Part I
How the Nazis Came to Power
1
The Collapse of Weimar
David Abraham
It would be correct to see in my account and interpretation of the later years of the Weimar Republic the absence of a shared national project on the part of German industry, or German capitalism more generally, as a critical flaw, one which undermined both the social and political foundations of the democratic republic.[1] Indeed, that divergence of interests and of perceived instrumentalities for accomplishing those interests, affected not only industry, but also relations between industry and what was at the time a very significant rural sector. I would like in my remarks to return to that complex of problems. For all the ways in which the Weimar Republic was born under very inauspicious circumstances, and for all the various ways in which its first several years seemed to cast doubt on its very ability to survive, I think there is nevertheless much to be gained by thinking of the Republic institutionally and in its social composition and operation as a viable bourgeois or liberal parliamentary republic. For such a system to function for any length of time, it has to be guided by, or it has to exist in the context of, a shared national project, including some kind of elite consensus on basic national goals and means for their realization.

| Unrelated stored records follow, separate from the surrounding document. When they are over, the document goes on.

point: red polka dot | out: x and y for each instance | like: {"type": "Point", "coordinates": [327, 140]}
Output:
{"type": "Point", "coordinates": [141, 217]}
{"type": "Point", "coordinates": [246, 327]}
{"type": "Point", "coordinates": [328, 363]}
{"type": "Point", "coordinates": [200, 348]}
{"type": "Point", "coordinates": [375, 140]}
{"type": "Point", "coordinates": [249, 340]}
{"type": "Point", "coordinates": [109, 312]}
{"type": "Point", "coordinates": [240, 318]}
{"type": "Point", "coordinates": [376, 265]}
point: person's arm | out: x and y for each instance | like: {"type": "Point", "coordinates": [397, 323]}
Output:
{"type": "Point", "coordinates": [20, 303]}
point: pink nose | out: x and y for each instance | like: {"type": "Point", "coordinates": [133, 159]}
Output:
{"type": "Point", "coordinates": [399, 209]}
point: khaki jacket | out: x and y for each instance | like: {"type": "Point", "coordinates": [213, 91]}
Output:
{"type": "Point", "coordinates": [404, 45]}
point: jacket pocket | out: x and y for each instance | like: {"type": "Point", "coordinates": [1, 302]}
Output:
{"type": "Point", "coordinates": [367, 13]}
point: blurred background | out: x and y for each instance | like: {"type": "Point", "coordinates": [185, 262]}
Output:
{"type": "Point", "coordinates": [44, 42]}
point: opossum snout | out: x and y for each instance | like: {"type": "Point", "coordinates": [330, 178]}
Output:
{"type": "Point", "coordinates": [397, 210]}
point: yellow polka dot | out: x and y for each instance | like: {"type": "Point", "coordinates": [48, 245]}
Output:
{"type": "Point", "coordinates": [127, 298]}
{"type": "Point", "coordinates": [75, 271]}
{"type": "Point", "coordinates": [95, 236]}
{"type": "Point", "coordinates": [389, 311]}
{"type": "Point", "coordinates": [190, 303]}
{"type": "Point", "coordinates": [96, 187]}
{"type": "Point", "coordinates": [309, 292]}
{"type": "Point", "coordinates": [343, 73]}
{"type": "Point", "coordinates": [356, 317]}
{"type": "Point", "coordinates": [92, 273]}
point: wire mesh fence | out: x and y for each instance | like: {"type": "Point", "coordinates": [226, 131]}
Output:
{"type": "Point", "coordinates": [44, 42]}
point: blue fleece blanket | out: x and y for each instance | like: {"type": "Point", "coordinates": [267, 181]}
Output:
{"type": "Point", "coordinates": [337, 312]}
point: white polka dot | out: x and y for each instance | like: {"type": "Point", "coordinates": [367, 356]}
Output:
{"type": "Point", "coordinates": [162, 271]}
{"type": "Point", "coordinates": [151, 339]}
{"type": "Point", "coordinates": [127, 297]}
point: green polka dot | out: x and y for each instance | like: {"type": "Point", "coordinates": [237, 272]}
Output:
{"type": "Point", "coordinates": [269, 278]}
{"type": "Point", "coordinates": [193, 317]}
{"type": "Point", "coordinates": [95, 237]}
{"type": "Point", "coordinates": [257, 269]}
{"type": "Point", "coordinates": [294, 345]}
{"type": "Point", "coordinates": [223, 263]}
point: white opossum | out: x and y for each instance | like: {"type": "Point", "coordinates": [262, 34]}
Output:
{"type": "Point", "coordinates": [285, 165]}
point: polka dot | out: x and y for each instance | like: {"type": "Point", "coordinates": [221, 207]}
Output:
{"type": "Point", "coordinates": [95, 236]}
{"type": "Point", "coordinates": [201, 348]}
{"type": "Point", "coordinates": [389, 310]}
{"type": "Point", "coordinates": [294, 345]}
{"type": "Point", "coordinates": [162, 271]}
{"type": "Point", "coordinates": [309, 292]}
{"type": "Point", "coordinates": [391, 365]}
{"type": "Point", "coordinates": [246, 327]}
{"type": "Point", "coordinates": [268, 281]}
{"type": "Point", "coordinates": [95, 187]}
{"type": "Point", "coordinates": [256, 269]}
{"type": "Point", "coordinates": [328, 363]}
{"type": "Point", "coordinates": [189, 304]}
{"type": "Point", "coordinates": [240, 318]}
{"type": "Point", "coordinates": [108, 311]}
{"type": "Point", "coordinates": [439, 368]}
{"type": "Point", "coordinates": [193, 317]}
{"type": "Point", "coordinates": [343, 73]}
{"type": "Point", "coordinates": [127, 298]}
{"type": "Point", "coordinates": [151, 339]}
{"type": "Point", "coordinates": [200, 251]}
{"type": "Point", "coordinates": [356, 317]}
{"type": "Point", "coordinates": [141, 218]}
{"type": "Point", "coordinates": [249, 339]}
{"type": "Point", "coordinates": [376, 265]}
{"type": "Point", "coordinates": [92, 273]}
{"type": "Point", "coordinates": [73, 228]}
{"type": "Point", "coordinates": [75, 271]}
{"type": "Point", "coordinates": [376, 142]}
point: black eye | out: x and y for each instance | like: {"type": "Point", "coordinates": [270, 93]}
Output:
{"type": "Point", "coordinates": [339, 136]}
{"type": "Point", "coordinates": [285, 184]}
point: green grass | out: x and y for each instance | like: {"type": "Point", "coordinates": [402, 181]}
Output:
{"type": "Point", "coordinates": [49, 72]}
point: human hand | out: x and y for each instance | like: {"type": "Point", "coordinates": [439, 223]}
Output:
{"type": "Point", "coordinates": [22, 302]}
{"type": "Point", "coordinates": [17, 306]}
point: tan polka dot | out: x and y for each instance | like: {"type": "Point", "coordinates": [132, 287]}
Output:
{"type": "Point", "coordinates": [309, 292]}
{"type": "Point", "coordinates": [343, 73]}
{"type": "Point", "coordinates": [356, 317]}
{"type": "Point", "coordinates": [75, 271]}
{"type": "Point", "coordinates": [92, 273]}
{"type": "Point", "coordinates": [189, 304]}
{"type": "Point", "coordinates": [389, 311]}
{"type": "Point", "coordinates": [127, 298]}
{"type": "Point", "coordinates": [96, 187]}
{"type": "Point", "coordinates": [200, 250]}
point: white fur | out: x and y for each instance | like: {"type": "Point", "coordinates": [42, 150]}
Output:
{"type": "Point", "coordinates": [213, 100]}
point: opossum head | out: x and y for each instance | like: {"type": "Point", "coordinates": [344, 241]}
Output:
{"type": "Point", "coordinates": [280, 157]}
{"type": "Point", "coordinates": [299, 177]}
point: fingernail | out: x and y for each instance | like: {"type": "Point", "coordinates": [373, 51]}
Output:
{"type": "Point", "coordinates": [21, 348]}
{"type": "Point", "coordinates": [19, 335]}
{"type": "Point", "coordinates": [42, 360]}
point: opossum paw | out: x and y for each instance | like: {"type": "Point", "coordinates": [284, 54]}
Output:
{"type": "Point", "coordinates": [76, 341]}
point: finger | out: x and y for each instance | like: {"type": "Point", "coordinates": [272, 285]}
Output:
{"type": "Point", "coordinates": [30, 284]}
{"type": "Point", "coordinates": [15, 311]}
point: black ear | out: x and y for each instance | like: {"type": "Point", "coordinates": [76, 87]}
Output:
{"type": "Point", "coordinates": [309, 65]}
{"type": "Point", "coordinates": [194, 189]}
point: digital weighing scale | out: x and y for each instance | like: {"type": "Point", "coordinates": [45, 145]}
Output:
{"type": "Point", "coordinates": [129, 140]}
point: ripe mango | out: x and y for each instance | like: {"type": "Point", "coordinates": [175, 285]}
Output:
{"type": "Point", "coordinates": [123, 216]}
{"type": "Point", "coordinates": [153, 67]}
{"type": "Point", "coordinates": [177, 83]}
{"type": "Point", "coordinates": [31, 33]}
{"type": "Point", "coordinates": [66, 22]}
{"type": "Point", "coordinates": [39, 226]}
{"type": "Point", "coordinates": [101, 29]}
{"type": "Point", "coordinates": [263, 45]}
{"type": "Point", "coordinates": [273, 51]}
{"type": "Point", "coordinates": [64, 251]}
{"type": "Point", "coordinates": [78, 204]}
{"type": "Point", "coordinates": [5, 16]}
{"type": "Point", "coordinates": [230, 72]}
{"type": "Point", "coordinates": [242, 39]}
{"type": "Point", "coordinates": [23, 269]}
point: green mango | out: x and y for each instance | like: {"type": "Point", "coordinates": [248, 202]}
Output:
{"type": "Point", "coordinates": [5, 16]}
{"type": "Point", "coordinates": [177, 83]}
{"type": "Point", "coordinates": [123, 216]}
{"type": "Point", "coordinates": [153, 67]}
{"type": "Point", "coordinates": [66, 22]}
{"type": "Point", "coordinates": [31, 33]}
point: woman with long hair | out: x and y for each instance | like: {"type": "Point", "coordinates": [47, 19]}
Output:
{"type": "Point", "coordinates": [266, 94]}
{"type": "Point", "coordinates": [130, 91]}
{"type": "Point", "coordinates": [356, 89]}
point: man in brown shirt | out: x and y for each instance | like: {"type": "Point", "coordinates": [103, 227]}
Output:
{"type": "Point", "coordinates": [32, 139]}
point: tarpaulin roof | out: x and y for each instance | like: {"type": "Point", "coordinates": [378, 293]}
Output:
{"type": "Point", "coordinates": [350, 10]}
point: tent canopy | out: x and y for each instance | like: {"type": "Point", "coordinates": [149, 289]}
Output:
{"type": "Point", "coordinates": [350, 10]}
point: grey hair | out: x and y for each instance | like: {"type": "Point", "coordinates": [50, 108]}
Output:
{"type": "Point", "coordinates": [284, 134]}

In addition to elite consensus, societies require the fulfillment of two further conditions for stability, conditions of equal import which should not go unmentioned here. All democratic polities face the question of popular consent. Elite consensus is not sufficient for a polity, or even for elites themselves, if that consensus is incapable of becoming a national project or national consensus. That critical feature, popular consent is not something that elites can somehow mandate on their own. It must be elicited and won in society and in politics. In Weimar it was not possible simply to coerce the assent of some substantial portion of the populace: unlike the Empire, Weimar was a real parliamentary system with a rather advanced electoral system. In such a system, fraud and force could play only minimal roles. I have argued and would continue to argue that for several years, certainly for those years that we consider the Republic's more stable years (1924-930), popular assent was provided basically by the Social Democratic Party and its affiliated trade unions. That cooperation was manifested both institutionally in labor's participation in a broad range of state mechanisms and arrangements, in the parliament through collaboration with the liberal parties, and in civil society as well as in the state. Yet, there was a serious problem, one brought about by the way in which the Social Democrats saw themselves. For years now, there has been a long debate about the nature and timing of the Social Democratic Party's transformation from class party to people's party. Whether that transformation started in 1875, with the Gotha Program, as some have argued, or as others would have it, really only in 1959, with the Bad Godesberg Program, or at some point in between, is an important matter. Either way, I think it is fair to say that during the Weimar period the Party was somewhere between a Klassenpartei and a Volkspartei but closer to being a workers' party. It was, for better or worse, a reformist but militant guardian of the daily interests of the organized working class.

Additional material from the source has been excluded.